Strategic Price Adjustments: A Necessary Response
Consequently, 50% of the largest fashion groups swiftly responded by implementing price hikes in 2022, adopting both direct price adjustments and modifications to their product mix. Such a move was uncharacteristic of an industry historically entrenched in deflationary trends and embroiled in relentless price wars over the past two decades. Notably, one of the first prominent fashion retailers to announce price increases for 2022 was Next, a leading player in the UK market. In early January, they cautioned that they were facing an exceptionally challenging commercial environment due to financial pressures and escalating manufacturing and shipping costs. The company projected an increase of 3.7% to 7% in product prices over the subsequent twelve months.
Further waves of price adjustments followed suit, including a second increase of up to 8% announced by Next in March, set to take effect in the latter half of the year. This decision was primarily driven by the ramifications of the Ukraine conflict, as Next halted operations in the country and Russia when the war erupted in late February.
Determining Factors: Rising Costs and Evolving Landscape
The price hikes can be attributed to a perfect storm of factors, including soaring raw material prices, escalating energy costs, transportation challenges, and factory disruptions in Asia. Fast Retailing, for instance, announced further price increases in June for selected products in their autumn campaign, citing rising logistics costs and the weakness of the yen. This domino effect of companies raising prices quickly spread throughout the industry, with major players such as Inditex and H&M, the two largest fashion retailers globally, joining the wave. Moreover, these pricing adjustments were reinforced by a concerted effort to enhance their brand positioning.
Initiatives like H&M’s Innovation Circular Design Story and Zara’s Atelier, offering higher-priced collections with a focus on sustainability and superior material quality, were introduced to appeal to a discerning consumer segment.
Simultaneously, Inditex initiated several price increases in 2022, emphasizing that they were “necessary adjustments to protect margins,” as the company stated in March of that year. In Spain, the average price hike was approximately 12%, predominantly targeting the spring-summer campaign.
Even the ‘Low Cost’ Segment Feels the Pinch
Remarkably, not even the traditionally affordable fashion segment was immune to the price surge in 2022. In April, following the aftermath of the war, Primark joined the chorus of companies implementing price increases.
Navigating a Changing Landscape: Challenges and Legislation
Beyond cost pressures, fashion companies have also faced mounting challenges associated with sustainability and circularity regulations. For instance, in Spain, the Waste and Contaminated Soils Law, passed in December 2021, stipulates that within three years, producer responsibility regimes must be established for textiles, furniture and furnishings, and non-packaging agricultural plastics. Producers and distributors must organize themselves, as is already the case in the packaging sector, to ensure proper collection and management of textile waste, assuming the associated costs.

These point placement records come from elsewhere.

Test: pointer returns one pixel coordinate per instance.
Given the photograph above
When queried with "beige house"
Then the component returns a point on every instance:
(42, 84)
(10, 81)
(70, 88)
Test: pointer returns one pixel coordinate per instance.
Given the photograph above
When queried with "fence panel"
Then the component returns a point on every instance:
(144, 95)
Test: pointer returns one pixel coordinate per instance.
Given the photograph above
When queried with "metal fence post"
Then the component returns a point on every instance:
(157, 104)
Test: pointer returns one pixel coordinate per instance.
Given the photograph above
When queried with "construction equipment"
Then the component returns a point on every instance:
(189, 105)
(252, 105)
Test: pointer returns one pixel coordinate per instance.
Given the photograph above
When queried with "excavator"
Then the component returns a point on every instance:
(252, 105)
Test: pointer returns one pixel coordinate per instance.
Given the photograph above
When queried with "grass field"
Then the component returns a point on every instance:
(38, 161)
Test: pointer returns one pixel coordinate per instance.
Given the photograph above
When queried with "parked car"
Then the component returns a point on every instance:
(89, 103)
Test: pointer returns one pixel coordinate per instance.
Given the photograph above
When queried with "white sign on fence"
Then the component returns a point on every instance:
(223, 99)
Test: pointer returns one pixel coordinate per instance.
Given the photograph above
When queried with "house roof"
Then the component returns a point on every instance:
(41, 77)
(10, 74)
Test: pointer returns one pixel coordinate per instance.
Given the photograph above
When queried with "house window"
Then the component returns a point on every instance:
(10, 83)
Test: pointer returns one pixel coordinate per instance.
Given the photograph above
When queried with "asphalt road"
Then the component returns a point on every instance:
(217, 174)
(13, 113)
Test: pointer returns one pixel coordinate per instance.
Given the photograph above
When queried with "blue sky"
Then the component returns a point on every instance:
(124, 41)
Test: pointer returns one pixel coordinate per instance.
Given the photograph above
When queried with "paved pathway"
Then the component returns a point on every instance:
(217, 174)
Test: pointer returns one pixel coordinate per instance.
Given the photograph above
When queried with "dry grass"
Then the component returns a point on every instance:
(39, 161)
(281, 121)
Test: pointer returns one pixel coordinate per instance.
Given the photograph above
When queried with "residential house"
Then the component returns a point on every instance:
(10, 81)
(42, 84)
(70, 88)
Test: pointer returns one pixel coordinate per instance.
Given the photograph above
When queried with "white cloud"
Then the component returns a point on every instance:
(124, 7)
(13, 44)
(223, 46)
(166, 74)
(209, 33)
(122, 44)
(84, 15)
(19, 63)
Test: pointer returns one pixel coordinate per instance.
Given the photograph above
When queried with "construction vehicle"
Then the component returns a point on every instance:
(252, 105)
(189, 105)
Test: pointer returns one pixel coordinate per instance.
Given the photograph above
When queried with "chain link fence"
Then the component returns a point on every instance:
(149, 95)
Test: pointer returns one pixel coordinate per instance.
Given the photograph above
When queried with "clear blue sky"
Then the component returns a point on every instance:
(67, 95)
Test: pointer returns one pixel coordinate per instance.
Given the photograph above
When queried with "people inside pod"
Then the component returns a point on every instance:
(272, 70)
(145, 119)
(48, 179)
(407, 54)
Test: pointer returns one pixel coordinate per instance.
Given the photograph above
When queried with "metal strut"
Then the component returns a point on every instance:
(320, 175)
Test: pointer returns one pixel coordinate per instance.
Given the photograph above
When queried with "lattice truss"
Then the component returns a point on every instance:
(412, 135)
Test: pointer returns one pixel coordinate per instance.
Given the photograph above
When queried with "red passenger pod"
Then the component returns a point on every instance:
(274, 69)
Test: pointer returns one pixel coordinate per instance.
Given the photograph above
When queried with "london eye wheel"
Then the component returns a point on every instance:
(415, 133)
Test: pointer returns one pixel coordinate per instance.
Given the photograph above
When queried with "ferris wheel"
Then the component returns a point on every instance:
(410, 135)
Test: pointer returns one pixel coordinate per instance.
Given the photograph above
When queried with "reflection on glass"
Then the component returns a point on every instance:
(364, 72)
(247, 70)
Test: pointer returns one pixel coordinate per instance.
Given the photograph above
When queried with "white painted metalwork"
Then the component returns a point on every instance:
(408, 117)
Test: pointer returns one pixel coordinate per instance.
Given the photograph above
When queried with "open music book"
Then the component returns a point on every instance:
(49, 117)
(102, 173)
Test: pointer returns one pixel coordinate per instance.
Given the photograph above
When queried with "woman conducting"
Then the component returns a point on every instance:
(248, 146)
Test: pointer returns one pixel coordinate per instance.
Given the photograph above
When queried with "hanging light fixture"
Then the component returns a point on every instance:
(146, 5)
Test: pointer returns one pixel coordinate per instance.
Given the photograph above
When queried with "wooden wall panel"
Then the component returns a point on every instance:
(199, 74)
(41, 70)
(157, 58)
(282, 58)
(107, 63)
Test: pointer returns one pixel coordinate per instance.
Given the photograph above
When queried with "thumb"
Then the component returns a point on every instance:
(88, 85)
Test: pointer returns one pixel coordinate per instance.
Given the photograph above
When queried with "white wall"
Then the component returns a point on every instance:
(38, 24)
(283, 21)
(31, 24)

Striking a Delicate Balance
The fashion industry’s response to rising costs has exemplified the delicate balancing act between maintaining profitability and meeting consumer demand. While price adjustments have allowed companies to safeguard their margins in the face of significant challenges, they also risk affecting consumer behavior and demand levels. As fashion operators navigate this evolving landscape, striking the right equilibrium between cost recovery and customer satisfaction will be paramount to sustain the industry’s recovery and growth trajectory.